Agata Popęda here. It was a beautiful, sunny morning today, Jan. 21 when I met with Mahshid Bozorgnia, a Marina resident and an Iranian, who is closely monitoring the current situation in her country of origin, looking for ways to help.
Bozorgnia works as an international programs student specialist at CSU Monterey Bay. She is a film critic and the member of the Iranian Independent Filmmakers Association. She has been living the last 10 years in Monterey County, following nine years she spent in Dubai.
The context and the reason for our conversation were the recent and ongoing events in Iran, where, since the last days of 2025, Iranians initiated another titanic effort to shake off the oppressive far-right government which, using religion as a tool, has been crushing people’s backs for the last 35 years under Supreme Leader Ali Khamenei.

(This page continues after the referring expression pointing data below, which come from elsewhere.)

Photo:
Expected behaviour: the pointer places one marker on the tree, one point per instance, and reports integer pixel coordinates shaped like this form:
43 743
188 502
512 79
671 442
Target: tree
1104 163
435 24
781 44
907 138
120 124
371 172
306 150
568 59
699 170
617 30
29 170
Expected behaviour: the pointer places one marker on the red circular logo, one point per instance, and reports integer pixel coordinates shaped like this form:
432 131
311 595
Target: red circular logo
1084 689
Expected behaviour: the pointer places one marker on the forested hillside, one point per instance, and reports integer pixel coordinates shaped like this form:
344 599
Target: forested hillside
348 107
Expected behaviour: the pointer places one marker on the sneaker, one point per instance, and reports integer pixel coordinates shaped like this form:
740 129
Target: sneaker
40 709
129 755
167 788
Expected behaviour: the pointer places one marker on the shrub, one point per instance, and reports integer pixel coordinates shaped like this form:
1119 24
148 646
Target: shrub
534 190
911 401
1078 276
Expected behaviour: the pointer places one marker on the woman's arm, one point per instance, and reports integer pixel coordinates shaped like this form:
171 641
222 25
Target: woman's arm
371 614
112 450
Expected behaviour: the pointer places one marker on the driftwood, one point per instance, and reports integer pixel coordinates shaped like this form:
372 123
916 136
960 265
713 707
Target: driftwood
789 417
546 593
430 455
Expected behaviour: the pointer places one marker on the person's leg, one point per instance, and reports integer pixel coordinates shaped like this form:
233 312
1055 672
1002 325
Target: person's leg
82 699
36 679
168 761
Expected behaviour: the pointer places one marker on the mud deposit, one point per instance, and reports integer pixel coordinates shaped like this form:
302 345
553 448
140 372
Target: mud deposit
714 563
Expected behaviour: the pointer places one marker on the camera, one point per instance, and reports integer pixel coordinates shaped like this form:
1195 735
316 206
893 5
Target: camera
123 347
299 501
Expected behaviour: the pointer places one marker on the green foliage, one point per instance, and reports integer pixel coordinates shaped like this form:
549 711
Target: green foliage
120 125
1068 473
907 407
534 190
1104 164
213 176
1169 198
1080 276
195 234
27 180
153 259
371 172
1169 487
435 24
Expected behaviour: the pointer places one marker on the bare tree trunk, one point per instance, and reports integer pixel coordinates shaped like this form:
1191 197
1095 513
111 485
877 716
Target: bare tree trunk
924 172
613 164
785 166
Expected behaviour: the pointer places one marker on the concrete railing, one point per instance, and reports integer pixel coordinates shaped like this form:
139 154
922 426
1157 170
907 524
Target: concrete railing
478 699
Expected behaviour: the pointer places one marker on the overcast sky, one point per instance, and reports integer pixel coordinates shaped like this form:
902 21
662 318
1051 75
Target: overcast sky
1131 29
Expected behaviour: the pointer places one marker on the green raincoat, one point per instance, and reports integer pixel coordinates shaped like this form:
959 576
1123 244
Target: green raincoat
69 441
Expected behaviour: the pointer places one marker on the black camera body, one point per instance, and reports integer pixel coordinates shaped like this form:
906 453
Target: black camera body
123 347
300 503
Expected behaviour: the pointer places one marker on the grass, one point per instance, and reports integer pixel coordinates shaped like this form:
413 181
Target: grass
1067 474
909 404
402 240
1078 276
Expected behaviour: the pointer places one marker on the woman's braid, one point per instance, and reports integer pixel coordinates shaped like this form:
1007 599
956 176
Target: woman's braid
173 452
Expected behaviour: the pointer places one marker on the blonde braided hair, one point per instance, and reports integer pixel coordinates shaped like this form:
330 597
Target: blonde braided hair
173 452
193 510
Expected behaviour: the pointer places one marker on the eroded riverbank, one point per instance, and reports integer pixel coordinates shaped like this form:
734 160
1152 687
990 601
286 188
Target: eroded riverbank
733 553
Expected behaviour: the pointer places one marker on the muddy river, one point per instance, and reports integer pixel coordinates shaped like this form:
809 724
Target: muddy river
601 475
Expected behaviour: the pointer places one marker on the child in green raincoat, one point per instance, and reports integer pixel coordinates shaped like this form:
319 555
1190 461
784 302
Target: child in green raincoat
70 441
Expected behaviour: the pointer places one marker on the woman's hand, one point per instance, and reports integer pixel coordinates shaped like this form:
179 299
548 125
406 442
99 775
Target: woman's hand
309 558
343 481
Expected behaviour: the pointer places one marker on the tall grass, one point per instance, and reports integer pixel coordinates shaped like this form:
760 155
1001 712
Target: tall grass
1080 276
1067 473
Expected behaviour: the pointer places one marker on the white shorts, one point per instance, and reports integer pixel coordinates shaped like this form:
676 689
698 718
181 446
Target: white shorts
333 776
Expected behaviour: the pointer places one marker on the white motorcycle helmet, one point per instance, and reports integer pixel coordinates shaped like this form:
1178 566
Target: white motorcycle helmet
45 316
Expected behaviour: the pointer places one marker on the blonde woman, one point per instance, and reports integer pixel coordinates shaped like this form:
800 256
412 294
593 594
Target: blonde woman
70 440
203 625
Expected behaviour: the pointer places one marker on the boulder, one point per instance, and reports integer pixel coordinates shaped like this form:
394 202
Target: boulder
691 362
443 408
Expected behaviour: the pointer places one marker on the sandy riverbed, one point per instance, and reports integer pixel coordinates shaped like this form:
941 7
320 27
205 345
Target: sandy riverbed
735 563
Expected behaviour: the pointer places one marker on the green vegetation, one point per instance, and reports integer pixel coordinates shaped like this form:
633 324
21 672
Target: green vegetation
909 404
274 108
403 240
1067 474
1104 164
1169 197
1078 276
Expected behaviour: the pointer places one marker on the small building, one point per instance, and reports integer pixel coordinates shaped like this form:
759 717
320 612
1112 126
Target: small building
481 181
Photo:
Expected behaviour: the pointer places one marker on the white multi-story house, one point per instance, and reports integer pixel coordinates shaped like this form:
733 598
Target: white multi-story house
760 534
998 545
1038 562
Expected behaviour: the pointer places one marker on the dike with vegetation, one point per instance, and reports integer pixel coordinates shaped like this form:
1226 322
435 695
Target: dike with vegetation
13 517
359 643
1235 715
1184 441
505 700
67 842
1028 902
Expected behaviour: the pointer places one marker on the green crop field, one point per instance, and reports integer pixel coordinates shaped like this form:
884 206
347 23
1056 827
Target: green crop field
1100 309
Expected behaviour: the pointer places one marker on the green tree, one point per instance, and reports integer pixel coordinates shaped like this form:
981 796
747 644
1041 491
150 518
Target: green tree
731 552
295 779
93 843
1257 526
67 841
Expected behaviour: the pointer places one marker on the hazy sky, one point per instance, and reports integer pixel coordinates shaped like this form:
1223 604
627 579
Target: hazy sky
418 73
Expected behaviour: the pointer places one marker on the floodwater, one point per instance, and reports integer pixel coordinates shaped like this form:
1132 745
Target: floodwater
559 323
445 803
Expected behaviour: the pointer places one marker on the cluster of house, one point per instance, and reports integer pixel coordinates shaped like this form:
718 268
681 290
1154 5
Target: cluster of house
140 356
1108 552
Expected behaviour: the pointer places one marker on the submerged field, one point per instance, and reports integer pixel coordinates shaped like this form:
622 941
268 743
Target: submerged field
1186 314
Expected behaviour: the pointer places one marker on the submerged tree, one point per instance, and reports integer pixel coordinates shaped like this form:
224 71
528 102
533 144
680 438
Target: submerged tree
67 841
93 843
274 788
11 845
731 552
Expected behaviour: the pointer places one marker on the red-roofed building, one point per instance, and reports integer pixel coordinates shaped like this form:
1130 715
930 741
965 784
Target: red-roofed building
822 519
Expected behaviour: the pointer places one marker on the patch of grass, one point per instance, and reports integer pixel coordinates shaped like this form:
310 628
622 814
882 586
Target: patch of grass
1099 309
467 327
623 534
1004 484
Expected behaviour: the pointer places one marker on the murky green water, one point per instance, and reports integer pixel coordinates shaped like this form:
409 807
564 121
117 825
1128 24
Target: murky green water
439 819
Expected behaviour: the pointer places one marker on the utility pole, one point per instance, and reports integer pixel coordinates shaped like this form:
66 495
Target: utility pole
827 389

People of Iran have been attempting to take the current regime down many times, with the Woman, Life, Freedom movement of 2022 being the latest big wave of protests. But this time, when the Bazaaris, the merchant class, closed their shops and restaurants and took to the streets, people joined them. Soon the anti-government protests spread across Iran, including small towns. There were tens of millions on the streets.
This time, Bozorgnia told me, they chanted a new slogan, calling for Crown Prince Reza Pahlavi, in exile in the U.S. since the 1970s, to return to country and power. Pahlavi embraced the call, agreeing to lead a future transitional government, and U.S. President Donald Trump promised to support the Iranian people, suggesting a possibility of a military intervention in Iran. As a result, with renewed hope, 15 million took to the streets.
But the help never came. What happened instead was the government turned off the internet, causing a complete communication blackout and used two days of this isolation to kill an estimated 15,000 protesters, including children, teenagers, women and artists. (You can read about one local writer’s experience of these horrors back home in the Forum column in tomorrow’s paper.)
“Thousands of innocent people have been killed,” says Bozorgnia, who as part of the film community shares the stories of the killing of actor Ahmad Abbassi and director Javad Ganji. “Tens of thousands are in prison, facing charges that include death, for example by hanging.”
While the repercussions continue and the government agents continue to track people in their own homes, this fight is not over, Bozorgnia says, hoping for more action and calling for an international intervention.
“This regime must be delegitimized,” she argues, arguing for breaking off all relations with the current regime in Iran.
This article was modified on Jan. 28, 2026 to correct the number of those killed during the protests, and for accuracy.